The LOI sets NVH's enterprise valuation at US$100,000,000. The Replacement Merger Agreement will provide that, at closing, the surviving company must have available cash, after payment of transaction expenses and net of any indebtedness of, or guaranteed by, NVH ("NVH Liabilities"), of not less than US$10,000,000. Available liquidity will include funds from Parent's trust account (after all redemptions), proceeds from any private investment in public equity ("PIPE") fundraising, and NVH's balance sheet cash. Cash expenses to be paid at closing are capped at US$700,000 for Parent and US$1,300,000 for NVH.
Any PIPE fundraising must be completed within nine months of signing the LOI. The aggregate principal amount of all promissory notes issued or to be issued to KVC Sponsor LLC, Parent's IPO sponsor, is subject to a mutually agreed maximum cap, as will be detailed in the Replacement Merger Agreement. Except for the PIPE closing requirement, conditions for closing will be substantially consistent with those in the prior Merger Agreement. The Replacement Merger Agreement will terminate if its closing conditions are not satisfied within nine months from the signing of the LOI.
Following execution of the LOI, Parent and NVH are obligated to use their best efforts, subject to applicable fiduciary duties, to seek approval from their respective boards of directors and shareholders for the transactions contemplated, including the NVH business combination with Parent. The LOI will terminate and be of no further force or effect upon the earliest of (a) execution of the Replacement Merger Agreement, (b) mutual written agreement of the parties, or (c) if the Replacement Merger Agreement is not executed by Parent and NVH on or before April 10, 2026.

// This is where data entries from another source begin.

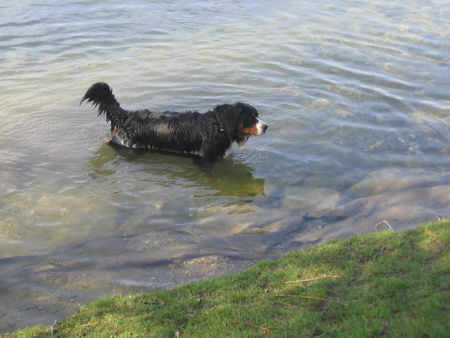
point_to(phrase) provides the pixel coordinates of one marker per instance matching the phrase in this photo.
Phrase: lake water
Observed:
(356, 95)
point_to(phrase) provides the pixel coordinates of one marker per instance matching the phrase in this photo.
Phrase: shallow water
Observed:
(356, 94)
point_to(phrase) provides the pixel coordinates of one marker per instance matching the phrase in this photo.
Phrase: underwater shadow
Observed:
(227, 177)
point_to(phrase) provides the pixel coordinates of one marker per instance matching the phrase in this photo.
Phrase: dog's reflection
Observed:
(227, 177)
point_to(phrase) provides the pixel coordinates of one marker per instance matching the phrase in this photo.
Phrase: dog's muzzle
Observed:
(261, 127)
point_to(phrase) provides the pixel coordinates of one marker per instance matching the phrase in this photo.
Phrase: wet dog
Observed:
(209, 135)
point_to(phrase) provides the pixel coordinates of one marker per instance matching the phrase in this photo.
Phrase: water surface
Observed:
(356, 93)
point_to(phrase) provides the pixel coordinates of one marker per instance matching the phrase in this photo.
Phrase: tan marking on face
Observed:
(252, 130)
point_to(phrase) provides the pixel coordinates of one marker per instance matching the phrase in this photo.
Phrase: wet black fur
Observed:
(207, 135)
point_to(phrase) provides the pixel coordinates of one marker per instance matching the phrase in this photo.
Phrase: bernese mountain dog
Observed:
(209, 135)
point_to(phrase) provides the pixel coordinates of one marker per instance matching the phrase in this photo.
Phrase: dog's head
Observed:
(242, 121)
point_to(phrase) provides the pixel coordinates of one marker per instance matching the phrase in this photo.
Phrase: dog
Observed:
(209, 135)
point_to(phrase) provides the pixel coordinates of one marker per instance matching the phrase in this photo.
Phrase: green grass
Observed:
(387, 283)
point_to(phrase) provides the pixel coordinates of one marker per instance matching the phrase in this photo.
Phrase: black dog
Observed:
(207, 135)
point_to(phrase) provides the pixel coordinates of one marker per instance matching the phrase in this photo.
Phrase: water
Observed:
(356, 93)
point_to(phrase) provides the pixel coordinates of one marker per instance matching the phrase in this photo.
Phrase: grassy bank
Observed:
(387, 283)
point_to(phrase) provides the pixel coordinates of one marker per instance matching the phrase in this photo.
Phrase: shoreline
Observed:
(382, 283)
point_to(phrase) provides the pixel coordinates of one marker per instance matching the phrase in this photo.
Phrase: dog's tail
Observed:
(101, 96)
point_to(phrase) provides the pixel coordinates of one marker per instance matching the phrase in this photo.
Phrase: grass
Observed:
(386, 283)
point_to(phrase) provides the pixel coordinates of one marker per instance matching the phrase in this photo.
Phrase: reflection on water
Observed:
(356, 94)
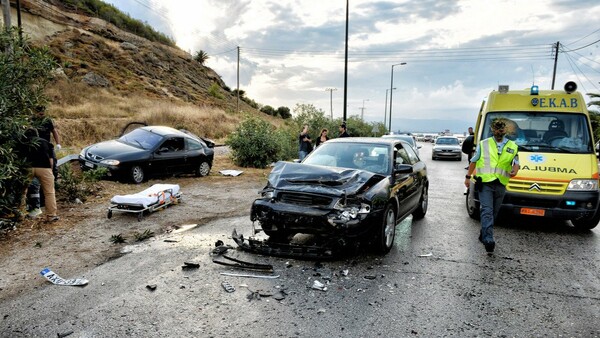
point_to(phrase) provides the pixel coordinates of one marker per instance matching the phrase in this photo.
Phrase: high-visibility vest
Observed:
(492, 165)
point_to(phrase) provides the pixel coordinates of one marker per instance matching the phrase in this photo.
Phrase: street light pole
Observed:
(391, 93)
(331, 99)
(362, 110)
(385, 109)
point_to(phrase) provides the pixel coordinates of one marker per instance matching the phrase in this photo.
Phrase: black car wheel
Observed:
(386, 231)
(472, 204)
(136, 173)
(421, 210)
(586, 223)
(203, 169)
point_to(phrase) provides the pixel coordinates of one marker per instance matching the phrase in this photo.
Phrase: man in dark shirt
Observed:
(39, 156)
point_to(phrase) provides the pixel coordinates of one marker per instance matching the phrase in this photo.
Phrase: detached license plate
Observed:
(532, 212)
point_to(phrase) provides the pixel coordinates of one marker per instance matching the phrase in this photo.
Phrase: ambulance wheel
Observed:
(472, 204)
(586, 223)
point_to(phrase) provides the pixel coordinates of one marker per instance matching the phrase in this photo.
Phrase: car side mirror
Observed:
(403, 169)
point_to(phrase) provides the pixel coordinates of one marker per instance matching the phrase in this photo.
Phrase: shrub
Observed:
(254, 144)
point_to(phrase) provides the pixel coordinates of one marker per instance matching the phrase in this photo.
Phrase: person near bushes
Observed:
(39, 156)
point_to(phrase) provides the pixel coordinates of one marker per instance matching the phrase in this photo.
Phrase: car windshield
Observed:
(547, 131)
(141, 138)
(447, 140)
(364, 156)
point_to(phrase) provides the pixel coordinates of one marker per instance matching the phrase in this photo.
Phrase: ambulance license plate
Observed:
(532, 212)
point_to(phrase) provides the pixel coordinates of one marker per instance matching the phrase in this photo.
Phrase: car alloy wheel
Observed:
(203, 169)
(137, 174)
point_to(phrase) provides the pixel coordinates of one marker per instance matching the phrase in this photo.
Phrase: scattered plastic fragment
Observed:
(319, 286)
(190, 265)
(228, 287)
(231, 172)
(55, 279)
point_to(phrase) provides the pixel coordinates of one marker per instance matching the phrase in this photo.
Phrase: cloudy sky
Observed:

In connection with the execution of the LOI, the parties also executed a standard termination and mutual release agreement relating to the current Merger Agreement between the Parent and Company.
Copies of the LOI and the termination and mutual release agreement attached to this Current Report on Form 8-K as Exhibits 10.1 and 10.2 and are incorporated herein by reference. The foregoing summary of the LOI and the termination and mutual release agreement is not intended to be complete and is qualified in its entirety by reference to the full text of the LOI and the termination and mutual release agreement, which is incorporated herein by reference.